A) Wild type, PCLB2CDC55, igo1Δ igo2Δ and igo1Δ igo2Δ PCLB2CDC55 cells expressing GFP-Atg8 were induced to sporulation. Samples were collected at indicated times and total cell extract was prepared. Western analysis was performed using anti-GFP antibody. B) Wild type, cdc55Δ, igo1Δ igo2Δ and igo1Δ igo2Δ cdc55Δ cells expressing GFP-Atg8 were grown to log phase in YEPD and rapamycin (final concentration 200 ng/ml) was added to the cultures. The cultures were incubated further for 3 hours.
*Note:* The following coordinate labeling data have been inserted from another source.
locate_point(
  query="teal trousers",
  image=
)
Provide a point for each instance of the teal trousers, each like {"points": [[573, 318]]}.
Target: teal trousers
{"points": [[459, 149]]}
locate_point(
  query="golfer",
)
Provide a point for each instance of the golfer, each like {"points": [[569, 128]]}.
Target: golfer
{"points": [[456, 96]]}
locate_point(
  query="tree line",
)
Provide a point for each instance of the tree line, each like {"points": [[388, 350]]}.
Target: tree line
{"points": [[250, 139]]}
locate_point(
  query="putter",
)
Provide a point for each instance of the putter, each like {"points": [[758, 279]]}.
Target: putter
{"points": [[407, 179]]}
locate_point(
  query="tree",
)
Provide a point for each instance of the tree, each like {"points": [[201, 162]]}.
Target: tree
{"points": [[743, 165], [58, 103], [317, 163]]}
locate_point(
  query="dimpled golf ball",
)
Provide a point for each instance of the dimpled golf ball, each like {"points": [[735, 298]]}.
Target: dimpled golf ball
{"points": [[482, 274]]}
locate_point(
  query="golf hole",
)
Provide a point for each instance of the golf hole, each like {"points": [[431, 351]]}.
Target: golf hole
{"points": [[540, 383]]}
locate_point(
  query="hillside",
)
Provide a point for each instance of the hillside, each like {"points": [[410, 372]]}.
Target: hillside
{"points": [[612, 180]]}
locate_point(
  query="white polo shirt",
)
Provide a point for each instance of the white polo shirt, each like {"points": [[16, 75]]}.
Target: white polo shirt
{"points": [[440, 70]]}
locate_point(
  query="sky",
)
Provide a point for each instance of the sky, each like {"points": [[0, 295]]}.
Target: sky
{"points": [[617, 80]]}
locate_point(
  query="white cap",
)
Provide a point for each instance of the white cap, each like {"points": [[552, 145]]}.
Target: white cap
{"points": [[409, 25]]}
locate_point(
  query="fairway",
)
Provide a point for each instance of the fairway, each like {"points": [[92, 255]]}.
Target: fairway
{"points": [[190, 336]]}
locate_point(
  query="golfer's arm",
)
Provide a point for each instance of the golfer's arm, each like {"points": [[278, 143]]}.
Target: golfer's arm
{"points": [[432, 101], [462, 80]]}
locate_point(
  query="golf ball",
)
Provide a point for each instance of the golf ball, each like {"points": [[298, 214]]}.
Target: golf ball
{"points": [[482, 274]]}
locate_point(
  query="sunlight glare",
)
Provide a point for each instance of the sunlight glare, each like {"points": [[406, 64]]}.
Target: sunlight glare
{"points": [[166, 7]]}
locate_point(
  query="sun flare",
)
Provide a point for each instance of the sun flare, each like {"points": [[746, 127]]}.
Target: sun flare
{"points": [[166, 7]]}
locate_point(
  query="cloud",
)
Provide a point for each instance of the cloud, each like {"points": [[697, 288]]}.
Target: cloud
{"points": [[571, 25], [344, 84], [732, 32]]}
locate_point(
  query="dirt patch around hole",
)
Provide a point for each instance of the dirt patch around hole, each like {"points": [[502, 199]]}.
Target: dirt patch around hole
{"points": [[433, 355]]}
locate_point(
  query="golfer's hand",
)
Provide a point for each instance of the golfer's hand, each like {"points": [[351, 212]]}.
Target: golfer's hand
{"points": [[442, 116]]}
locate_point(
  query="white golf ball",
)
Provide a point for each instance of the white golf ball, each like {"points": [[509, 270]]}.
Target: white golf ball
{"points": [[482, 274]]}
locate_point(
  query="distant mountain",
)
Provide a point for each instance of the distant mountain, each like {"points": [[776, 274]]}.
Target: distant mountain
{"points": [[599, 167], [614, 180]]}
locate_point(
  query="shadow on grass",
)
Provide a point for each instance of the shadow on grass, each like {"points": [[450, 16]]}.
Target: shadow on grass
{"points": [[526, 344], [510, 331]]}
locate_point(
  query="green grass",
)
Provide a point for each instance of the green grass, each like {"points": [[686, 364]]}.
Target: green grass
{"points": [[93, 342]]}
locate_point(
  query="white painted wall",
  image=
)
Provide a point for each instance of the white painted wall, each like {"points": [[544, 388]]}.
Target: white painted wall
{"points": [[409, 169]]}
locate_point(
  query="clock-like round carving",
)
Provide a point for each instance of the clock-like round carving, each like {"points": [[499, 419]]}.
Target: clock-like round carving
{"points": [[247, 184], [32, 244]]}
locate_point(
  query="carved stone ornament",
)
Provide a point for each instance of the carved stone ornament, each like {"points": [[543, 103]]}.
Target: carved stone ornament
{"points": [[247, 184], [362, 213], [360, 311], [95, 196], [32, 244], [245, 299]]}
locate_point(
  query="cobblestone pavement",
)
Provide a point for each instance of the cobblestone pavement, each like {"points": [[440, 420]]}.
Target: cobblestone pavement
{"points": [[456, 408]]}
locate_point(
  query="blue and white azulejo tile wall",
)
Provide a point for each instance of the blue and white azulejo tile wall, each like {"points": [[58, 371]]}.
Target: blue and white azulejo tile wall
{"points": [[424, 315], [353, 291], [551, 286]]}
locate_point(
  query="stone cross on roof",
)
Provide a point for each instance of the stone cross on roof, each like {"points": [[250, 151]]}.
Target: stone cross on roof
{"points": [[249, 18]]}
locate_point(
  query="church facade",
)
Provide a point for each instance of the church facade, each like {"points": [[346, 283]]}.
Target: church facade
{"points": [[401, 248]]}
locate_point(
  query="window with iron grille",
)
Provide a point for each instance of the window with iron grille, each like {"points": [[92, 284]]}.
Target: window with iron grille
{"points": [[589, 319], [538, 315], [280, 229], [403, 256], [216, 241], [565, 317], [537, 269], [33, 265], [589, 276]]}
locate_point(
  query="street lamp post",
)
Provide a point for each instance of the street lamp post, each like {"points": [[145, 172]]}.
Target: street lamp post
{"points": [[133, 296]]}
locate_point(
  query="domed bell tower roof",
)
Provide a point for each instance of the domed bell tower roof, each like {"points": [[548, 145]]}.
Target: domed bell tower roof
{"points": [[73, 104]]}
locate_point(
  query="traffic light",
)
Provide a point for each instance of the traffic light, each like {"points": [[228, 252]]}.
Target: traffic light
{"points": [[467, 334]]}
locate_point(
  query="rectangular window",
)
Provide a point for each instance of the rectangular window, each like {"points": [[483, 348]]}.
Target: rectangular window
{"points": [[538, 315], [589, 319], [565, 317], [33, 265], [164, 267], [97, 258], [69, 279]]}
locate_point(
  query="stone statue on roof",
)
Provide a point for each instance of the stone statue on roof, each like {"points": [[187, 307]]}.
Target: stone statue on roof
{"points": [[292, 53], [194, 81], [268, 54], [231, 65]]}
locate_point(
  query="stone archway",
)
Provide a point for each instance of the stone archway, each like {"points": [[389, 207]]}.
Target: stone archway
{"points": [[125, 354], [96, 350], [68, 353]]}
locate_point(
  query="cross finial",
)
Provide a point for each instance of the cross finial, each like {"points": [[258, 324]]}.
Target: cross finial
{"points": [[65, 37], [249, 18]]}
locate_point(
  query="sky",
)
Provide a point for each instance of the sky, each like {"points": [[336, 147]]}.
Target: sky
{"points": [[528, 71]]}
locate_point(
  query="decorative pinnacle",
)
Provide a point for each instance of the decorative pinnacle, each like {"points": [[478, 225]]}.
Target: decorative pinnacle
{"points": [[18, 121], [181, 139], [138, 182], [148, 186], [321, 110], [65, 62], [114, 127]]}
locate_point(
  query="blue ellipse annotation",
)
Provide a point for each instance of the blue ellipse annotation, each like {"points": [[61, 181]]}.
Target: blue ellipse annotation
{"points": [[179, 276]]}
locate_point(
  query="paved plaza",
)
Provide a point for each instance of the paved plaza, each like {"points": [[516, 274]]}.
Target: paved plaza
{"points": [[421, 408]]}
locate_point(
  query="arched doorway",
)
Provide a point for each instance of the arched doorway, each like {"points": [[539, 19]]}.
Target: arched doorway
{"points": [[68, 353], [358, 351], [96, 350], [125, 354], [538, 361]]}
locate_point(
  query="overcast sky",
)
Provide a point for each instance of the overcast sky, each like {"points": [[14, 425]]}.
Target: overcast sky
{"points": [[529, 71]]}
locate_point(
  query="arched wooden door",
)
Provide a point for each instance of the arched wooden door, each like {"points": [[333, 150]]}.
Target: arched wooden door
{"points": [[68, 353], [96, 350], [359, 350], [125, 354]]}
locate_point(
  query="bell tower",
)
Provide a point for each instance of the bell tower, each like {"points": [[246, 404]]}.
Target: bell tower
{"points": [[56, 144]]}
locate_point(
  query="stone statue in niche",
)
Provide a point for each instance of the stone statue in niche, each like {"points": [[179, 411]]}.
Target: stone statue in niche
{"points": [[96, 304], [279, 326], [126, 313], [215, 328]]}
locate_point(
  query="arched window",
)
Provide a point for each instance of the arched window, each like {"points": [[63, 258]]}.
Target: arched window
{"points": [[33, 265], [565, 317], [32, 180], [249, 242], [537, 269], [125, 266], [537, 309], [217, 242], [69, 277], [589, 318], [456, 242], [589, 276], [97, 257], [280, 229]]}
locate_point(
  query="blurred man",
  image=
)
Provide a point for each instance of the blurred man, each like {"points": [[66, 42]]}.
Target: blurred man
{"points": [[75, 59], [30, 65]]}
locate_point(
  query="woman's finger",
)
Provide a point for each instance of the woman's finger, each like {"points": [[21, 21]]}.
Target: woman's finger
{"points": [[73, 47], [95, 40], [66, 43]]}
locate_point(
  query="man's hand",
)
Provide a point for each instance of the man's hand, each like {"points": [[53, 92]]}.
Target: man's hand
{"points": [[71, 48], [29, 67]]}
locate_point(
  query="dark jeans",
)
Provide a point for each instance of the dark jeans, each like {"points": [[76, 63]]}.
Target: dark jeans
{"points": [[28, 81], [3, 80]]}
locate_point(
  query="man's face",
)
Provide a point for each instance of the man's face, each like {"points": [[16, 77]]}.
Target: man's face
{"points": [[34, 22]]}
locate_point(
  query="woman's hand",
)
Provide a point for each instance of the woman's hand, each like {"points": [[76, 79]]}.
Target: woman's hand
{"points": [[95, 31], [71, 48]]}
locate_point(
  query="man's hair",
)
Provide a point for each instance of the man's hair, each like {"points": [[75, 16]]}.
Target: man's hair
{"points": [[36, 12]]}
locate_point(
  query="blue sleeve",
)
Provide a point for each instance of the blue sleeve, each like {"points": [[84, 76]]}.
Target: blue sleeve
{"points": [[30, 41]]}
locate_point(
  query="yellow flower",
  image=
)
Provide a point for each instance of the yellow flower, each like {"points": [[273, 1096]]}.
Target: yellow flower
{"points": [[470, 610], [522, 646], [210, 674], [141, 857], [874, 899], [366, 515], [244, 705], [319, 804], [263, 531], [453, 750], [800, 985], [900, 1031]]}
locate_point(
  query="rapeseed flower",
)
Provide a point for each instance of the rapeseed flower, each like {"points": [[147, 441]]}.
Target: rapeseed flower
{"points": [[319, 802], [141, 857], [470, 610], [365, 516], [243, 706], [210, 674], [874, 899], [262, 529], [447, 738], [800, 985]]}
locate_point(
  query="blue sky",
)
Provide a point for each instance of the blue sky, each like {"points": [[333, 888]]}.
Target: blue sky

Cells were collected at indicated time points, total protein extract was prepared and immunoblot analysis was performed using anti-GFP antibody. C) Wild-type, igo1Δ igo2Δ cells were grown to saturation in YEPD, rapamycin (final concentration 200 ng/µl) was added to the culture and grown for another 24 hours. Sporulation efficiency was measured by counting the total number of monad, dyad and triads/tetrads in the culture (n = 200).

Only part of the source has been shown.